J’utilise les cinq sens, visuel, auditif, kinesthésique, olfactif, gustatif, pour travailler ma perception de la foulée et mon ressenti corporel. Par exemple, je peux réduire la durée de contact du pied au sol pour protéger mes genoux, sans me concentrer uniquement sur la vue. C’est une technique qui développe des ressources mentales et physiques insoupçonnées.
| Quelle est la différence entre la préparation mentale d’un athlète valide et celle d’un athlète en situation de handicap ?
Pour tous, elle est indispensable. Mais les personnes en situation de handicap ont l’avantage de devoir développer des ressources et de la créativité pour surmonter les contraintes. Elles s’habituent à se challenger, à anticiper, à gérer les imprévus. Cela forge un mental solide et adaptable, qui devient un atout dans la compétition et dans la vie.
| Comment le sport influence-t-il votre entourage et votre vie quotidienne ?
L’entourage joue un rôle essentiel, il doit pouvoir se ressourcer, faire du sport, oxygéner le cerveau. Pour moi, courir reste un moyen simple et universel, une paire de baskets suffit. Même une demi-heure chaque matin contribue à l’équilibre mental et à la préparation physique. Le sport devient un vecteur de cohésion familiale et sociale.
« On ne peut pas créer une vraie inclusion si chaque fédération reste dans son silo. »
Géraud Paillot
| Quels messages souhaitez-vous transmettre aux clubs et aux fédérations ?
Arrêtez de cloisonner. Une seule fédération, des licences universelles, des classifications claires. L’inclusion commence par simplifier les règles administratives, donner le choix aux athlètes et reconnaître leurs compétences, peu importe leur handicap ou leur rythme. On ne peut pas créer une vraie inclusion si chaque fédération reste dans son silo.
| Quelle place pour la diversité et les identités de genre dans le sport inclusif ?
Elle doit être pleinement pensée. L’inclusivité ne concerne pas seulement le handicap. Les personnes LGBT, non-binaires, transgenres, toutes doivent pouvoir choisir leur catégorie, leur classement ou leur rythme.
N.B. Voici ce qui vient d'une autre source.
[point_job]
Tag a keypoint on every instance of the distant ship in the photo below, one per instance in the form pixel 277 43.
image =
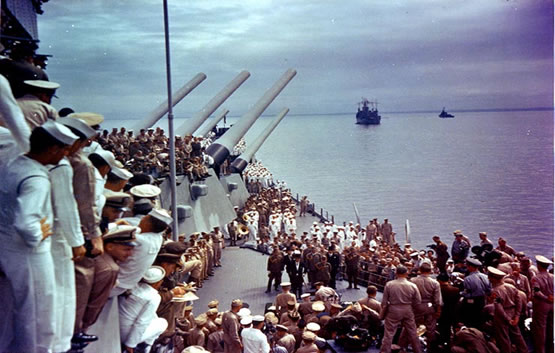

C’est une question de respect, de normalité et d’égalité dans le sport. Chaque participant mérite d’être vu et entendu.
| Si vous pouviez organiser le marathon idéal, à quoi ressemblerait-il ?
Accessible à un maximum de handicaps, ouvert à tous les rythmes, avec des barrières horaires flexibles. Les participants pourraient choisir de courir en mode « classique » ou avec exosquelette, fauteuil ou joëlette. Le classement serait modulable, mais la fête resterait collective. L’idée, c’est d’inclure tous les participants sur le même parcours, dans une vraie dynamique de partage.
| Que retenez-vous de vos expériences et quel message final souhaitez-vous passer ?
L’inclusion est possible. La technologie permet d’ouvrir des chemins autrefois fermés. Mais surtout, la clé, c’est le collectif, valides et handi, chacun avec ses forces et ses limites, ensemble sur le même parcours. Le sport devient alors un vecteur de respect, de dépassement et de cohésion. Si je peux montrer qu’on peut aller plus loin, chacun peut s’autoriser à rêver et à participer.